Paper No. 11
Presentation Time: 11:30 AM


LOURY, Patrick C., Dept. of Geology and Geophysics, University of Utah, Salt Lake City, UT 84112, BOWMAN, John R., Department of Geology and Geophysics, University of Utah, 135 S 1460 E, Salt Lake City, UT 84112, VALLEY, John W., Dept. of Geoscience, University of Wisconsin-Madison, Madison, WI 53706 and SPICUZZA, Michael J., Department of Geoscience, University of Wisconsin-Madison, 1215 W. Dayton St, Madison, WI 53706,

Forsterite (Fo) is developed extensively in dolomitic marbles in the Alta, Utah contact aureole through infiltration-driven metamorphism. Measured oxygen isotope fractionation factors [Δ18O(Cal-Fo)], based on bulk separates of Fo and calcite (Cal), range from 4.1 to 1.4 ‰. Temperatures of metamorphism defined by calcite-dolomite thermometry range from ~460oC at the Fo isograd to ~625oC at the igneous contact. Equilibrium Δ18O(Cal-Fo) factors should range from 6.5 to 4.2 ‰ for this T range (Chiba et al., 1989). Excluding the inner Per zone, measured Δ18O(Cal-Fo) fractionation factors generally decrease, and are increasingly smaller than equilibrium values, with increased metamorphic grade (toward the igneous contact). These measured Δ18O(Cal-Fo) fractionation factors reflect nucleation and growth of Fo under non-equilibrium conditions, zoned Fo, or preferential 18O/16O depletion of calcite in response to continued fluid infiltration during retrograde cooling. Trends in textural parameters of the Fo are compatible with the first two alternatives. As the igneous contact is approached, the number of Fo crystals/mol Fo increases from a minimum of 2.4E+04 to as high as 2.7E+07, and the average Fo crystal size decreases from 0.49 to 0.004 mm2. These trends in oxygen isotope fractionation factors and Fo textures suggest increased reaction overstepping (increased reaction affinity) with increasing T and/or increased heating rates during development of Fo in the aureole.

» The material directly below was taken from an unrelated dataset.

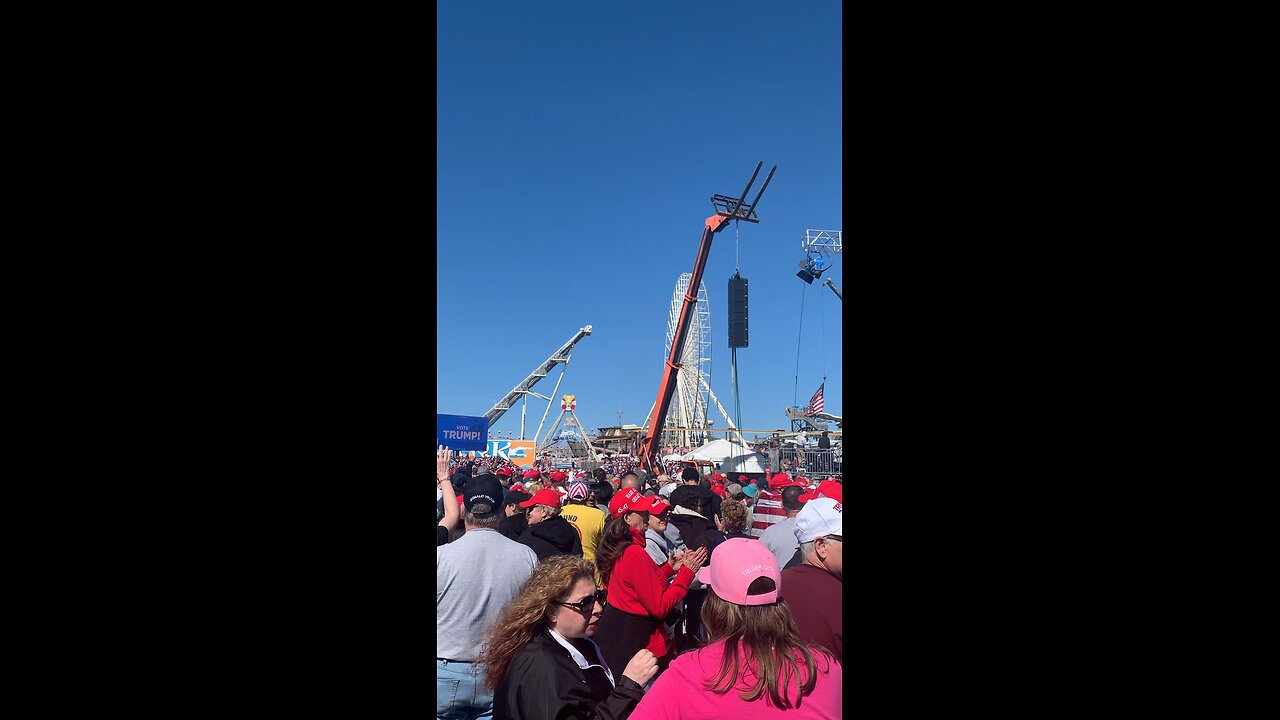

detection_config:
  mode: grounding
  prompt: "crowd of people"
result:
[436,447,844,720]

However, between different carbonate strata in the same outcrop, the number of Fo crystals/mol Fo and average Fo crystal size can vary by a factor of 10, and Δ18O(Cal-Fo) factors can vary by as much as 1.2 ‰. As the T-time histories of samples at the same location within the aureole should be the same, these variations cannot be explained by differences in T or heating rates. At most of these sites, the number of Fo crystals/mol Fo and the δ18O value of the carbonate matrix of the sample are negatively correlated. This negative correlation suggests that reaction overstepping is driven at least in part by the infiltration of low X(CO2) fluids (Ferry et al., 2011), as lower δ18O of the marble correlates with higher fluid flux in the inner Alta aureole.

Chiba et al. (1989), Geochim. Cosmochim. Acta, 53, 2985-2995.

Ferry et al. (2011), J. Petrology, 52, 1619-1640.